What happened yesterday was no good. Don’t play with me like that, ma’am. Organs were palpitating. Armpits were moist. At one point, I curled up and contorted myself into a mollusk shape, rocking back and forth, eyes fixed to the concrete stadium floor below me, possibly, maybe (definitely) humming “I’m a Little Teapot” to no one in particular. It may not have been a hum.
That, ma’am, ain’t right. Can’t be abided by. But also—and I mean this from the deepest reaches of the remnants of my heart—please, please never stop. It’s complicated. This love of ours is messy.
Wednesday night at the U.S. Open in Flushing Meadows, Serena Williams took to the stage—hair littered with jewels, trailed by “Diamonds From Sierra Leone”—and proceeded to pull starlight from charcoal. Through guile, strength, and spunk, the 40-year-old Williams upset the no. 2 seed—Anett Kontaveit, a woman 14 years her junior—and for an evening, held back the hands of time. If you were there, or were following on TV, radio, or even Twitter, at one point or another you ended up pooled like hot wax on the floor.
The stakes of the pageant partly explain this response. Twenty-seven years, 23 major championships, and a vaguely imminent retirement can turn even the coldest cynics into romantics. Still, it felt like Wednesday’s match was something more, something shared, tied to Williams’s professional arc and the public’s various connections to it. For the better part of two decades, her most effective gift has been her ability to yank planets into her orbit, to make the game hers and—through sheer strength of will and charisma—to make it ours as well. Wednesday’s match wasn’t the biggest win of Serena’s career, but it might be the one we remember the most, for the simple fact that it’s the one that we couldn’t help but live and die by.
Tiger was there, in the box with Venus and Oracene. Zendaya was there too. Dionne Warwick, Gladys Knight, and Spike, courtside, as always. Things were hushed to start; the first three games both players held serve, and folks filed in a tad late, but by the forth game the stadium sizzled. A note I made, around the time that Serena failed to capitalize on three break points in the seventh game of the first set: “It seems the crowd is loudest when it is trying to pick her up.”
In hindsight what is easy to miss about this first set is the degree to which Serena paced herself, the amount of times she grabbed a towel from the side of the stadium, or restrained her gait between shots. She was conserving energy, furtively so.

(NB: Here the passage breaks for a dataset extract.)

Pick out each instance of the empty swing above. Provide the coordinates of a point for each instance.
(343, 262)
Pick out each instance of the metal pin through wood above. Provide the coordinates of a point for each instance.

The crowd attempted to fuel her. When she broke Kontaveit in the ninth game, my ears rang in a way I did not know was possible; the collective gasp-and-scream that surged through the rows came as the wind might. When she gave the break right back in the next game, the tension between points hung about in the air. Williams eventually held serve and sent the set to a tiebreaker. When she won it, the earth shook.
Here’s my mea culpa. After that first break in the second set, I thought she was going to lose. I know the vast and expansive history of folks who’ve lost their money betting on the downfall of Serena Jameka Williams, and if you’d let me in that moment, I would’ve bet on her downfall all the same. She’d lost her serve. She was down two breaks after three games. Kontaveit had siphoned the air out of the stadium. People kept looking up at the stars through the open roof, like they were awaiting celestial assistance, and the Estonian kept whipping scorchers and darts, wrist and arm movements, and a general apathy for the mood of the evening. After what felt like her first ace of the set, Serena threw her hands up to the sky. She lost the set, 2-6.
Can Serena take this into her own hands? is the question I asked myself at the time. What a ridiculous thing to wonder in the year 2022—to need to know, and want to know, and have to genuinely proffer. There was a moment in the second game of the final set, after Serena had held serve and was looking to break Kontaveit, to somehow put a thumb on the scales of momentum and hold it, when she began to direct the crowd. They boo a tight call and she holds her hand in the air to silence them. She pumps her fist and they return, the wind at her back. I cannot remember much from the second the dam burst but this: A man to my left with a black mask and gray collared shirt was full-throat screaming. You could see it from his jugular. I recall this, and the sloping sections of the stadium, and the realization that we are all the man with a black mask and gray collared shirt: Everybody’s screaming.
The rally stretched an eon. Serena’s capacity as a returner—how she wields flexibility and muscle memory to reclaim subterranean shots with a flick or a heave—is nothing less than staggering. (“Serena just upped her game,” Kontaveit would later say, before she dropped her head, sobbing, and exited the press conference.) The crowd erupted, arms waving, dancing, jiggling. She broke, 3-1. Phones were out, the people were on their feet. Both players held serve, back to back. 4-2. Tiger’s fist was pumping, and Serena wasn’t wearing red, but she might as well have been. She held again. 5-2.
Kontaveit melted in the last game. Triple match point. I could not tell if the buzzing in my chest was from the swarm of applause swirling around Arthur Ashe Stadium or a stew of butterflies bubbling in my rib cage. Someone just screamed, “Finish her.” 6-2, game, set, match.
Postgame, Mary Joe Fernández asked Serena how she was able to take her game to another plane. The 23-time champion burst out laughing.
She’s been mining this forever.
“I’m a pretty good player,” Serena said.
Her timing couldn’t have been better.